Klinik in Füssen erhalten

Der Mietvertrag für die Arztpraxis im Alten Landratsamt sei in der Zeit entstanden, als im Landkreis heiß darüber diskutiert wurde, welche Krankenhäuser im Ostallgäu schließen müssen. Ein Arzt sei damals auf ihn zugekommen und hätte angeboten, ein MRT-Gerät anzuschaffen, was der Lechstadt einen Vorteil gegenüber Marktoberdorf gebracht hätte. Denn in der örtlichen Klinik gab es das nicht. „Ich wollte alles tun für den Klinikerhalt“, unterstreicht der ehemalige Bürgermeister. „Kein einzelner hat sich daran bereichert.“

Das ganze Arrangement sei auch nicht hinter dem Rücken des Stadtrates geschlossen worden. „Der Stadtrat war involviert“, so Iacob. Das Kommunalparlament habe sich bei zwei Ortsbesichtigungen ein Bild der Lage gemacht. „Das, was gefehlt hat, war ein Stadtratsbeschluss für den Mietvertrag“, erklärt der ehemalige Bürgermeister. „Möglicherweise wurde hier ein handwerklicher Fehler gemacht.“

Auslegungsfehler beim Leasingvertrag für Dienstauto

Ein Auslegungsfehler sei ihm dagegen beim Leasingvertrag für den neuen Dienstwagen seines Nachfolgers unterlaufen. „Wir haben immer unsere Dienstwagen geleast“, informiert Iacob. Sein Vorgänger habe das auch für ihn getan. „Ich halte es für sinnvoll und richtig, dass ein Bürgermeister bei einer Stadt wie Füssen mit 16.000 Einwohnern ein Dienstfahrzeug hat.“ Schließlich müsse dieser für Sitzungen auch mal größere Wegstrecken zurücklegen.

Gleiche Konditionen

Der alte Leasingvertrag wäre jedoch im Frühjahr ausgelaufen, so dass der neue Bürgermeister bei seinem Amtsantritt am 1. Mai kein Dienstfahrzeug gehabt hätte. Und diese Situation hätte sich bis in den Sommer gezogen, weil die entsprechende Beantragung drei Monate dauert. „Das wäre gewesen, als wenn zum Dienstantritt kein Schreibtisch dasteht“, meint der Ex-Rathauschef.

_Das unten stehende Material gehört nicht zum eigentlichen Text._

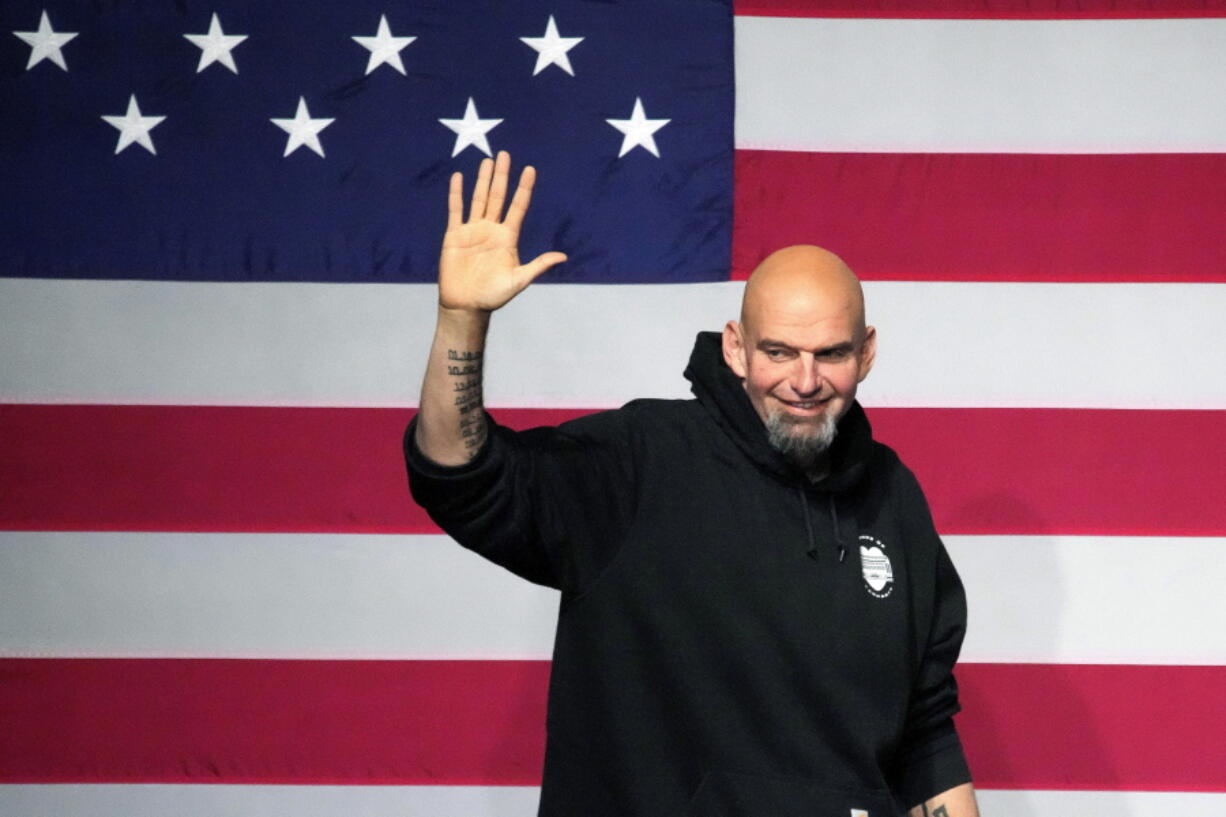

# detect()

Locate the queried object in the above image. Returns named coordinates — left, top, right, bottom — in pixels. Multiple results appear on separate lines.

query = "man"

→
left=405, top=153, right=977, bottom=817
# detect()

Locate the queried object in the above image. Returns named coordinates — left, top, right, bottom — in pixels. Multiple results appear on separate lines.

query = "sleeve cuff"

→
left=896, top=720, right=971, bottom=808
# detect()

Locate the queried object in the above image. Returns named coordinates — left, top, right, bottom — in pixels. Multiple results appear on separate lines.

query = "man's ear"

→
left=856, top=326, right=877, bottom=383
left=723, top=320, right=749, bottom=380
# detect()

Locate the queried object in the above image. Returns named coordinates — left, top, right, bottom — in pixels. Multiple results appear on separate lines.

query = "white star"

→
left=353, top=15, right=417, bottom=75
left=520, top=15, right=584, bottom=76
left=12, top=10, right=78, bottom=71
left=184, top=11, right=246, bottom=74
left=604, top=97, right=672, bottom=158
left=270, top=97, right=336, bottom=157
left=439, top=97, right=503, bottom=156
left=103, top=93, right=166, bottom=156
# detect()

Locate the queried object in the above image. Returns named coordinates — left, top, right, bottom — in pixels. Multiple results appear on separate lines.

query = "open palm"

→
left=439, top=151, right=566, bottom=312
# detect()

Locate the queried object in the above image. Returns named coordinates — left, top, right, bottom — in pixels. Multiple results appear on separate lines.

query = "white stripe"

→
left=976, top=789, right=1226, bottom=817
left=945, top=536, right=1226, bottom=662
left=736, top=17, right=1226, bottom=153
left=0, top=532, right=558, bottom=659
left=0, top=532, right=1226, bottom=665
left=0, top=784, right=541, bottom=817
left=0, top=784, right=1226, bottom=817
left=0, top=278, right=1226, bottom=409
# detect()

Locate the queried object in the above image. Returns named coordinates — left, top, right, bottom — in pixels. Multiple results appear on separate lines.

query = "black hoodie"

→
left=405, top=332, right=970, bottom=817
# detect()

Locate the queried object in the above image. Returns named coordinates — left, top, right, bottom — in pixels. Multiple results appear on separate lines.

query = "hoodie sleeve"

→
left=893, top=463, right=971, bottom=808
left=403, top=412, right=634, bottom=593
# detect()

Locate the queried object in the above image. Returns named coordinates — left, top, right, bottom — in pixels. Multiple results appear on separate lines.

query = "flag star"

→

„Für mich war klar, dass wir den (Vertrag – Anmerk. d. Red.) fortsetzen“, blickt Iacob auf die Situation zurück, als die Leasing-Firma auf ihn zugekommen sei. Diese Entscheidung sei allerdings mitten in der Corona-Krise gefallen – einer „äußerst turbulenten Zeit“ für die Stadtverwaltung. „Mag sein, dass wir nicht berücksichtigt haben, dass der Vertrag durch den Stadtrat gehen muss. Ich habe das als verlängerten Vertrag gesehen. Aber das war eine neue Sache. Die hätte durch den Stadtrat gehen müssen“, zeigt sich der ehemalige Rathauschef einsichtig.

Dadurch sei der Stadt aber kein Schaden entstanden, weil der neue Vertrag unter den gleichen Konditionen geschlossen wurde wie der alte – und für den habe das Kommunalparlament seinerzeit grünes Licht gegeben.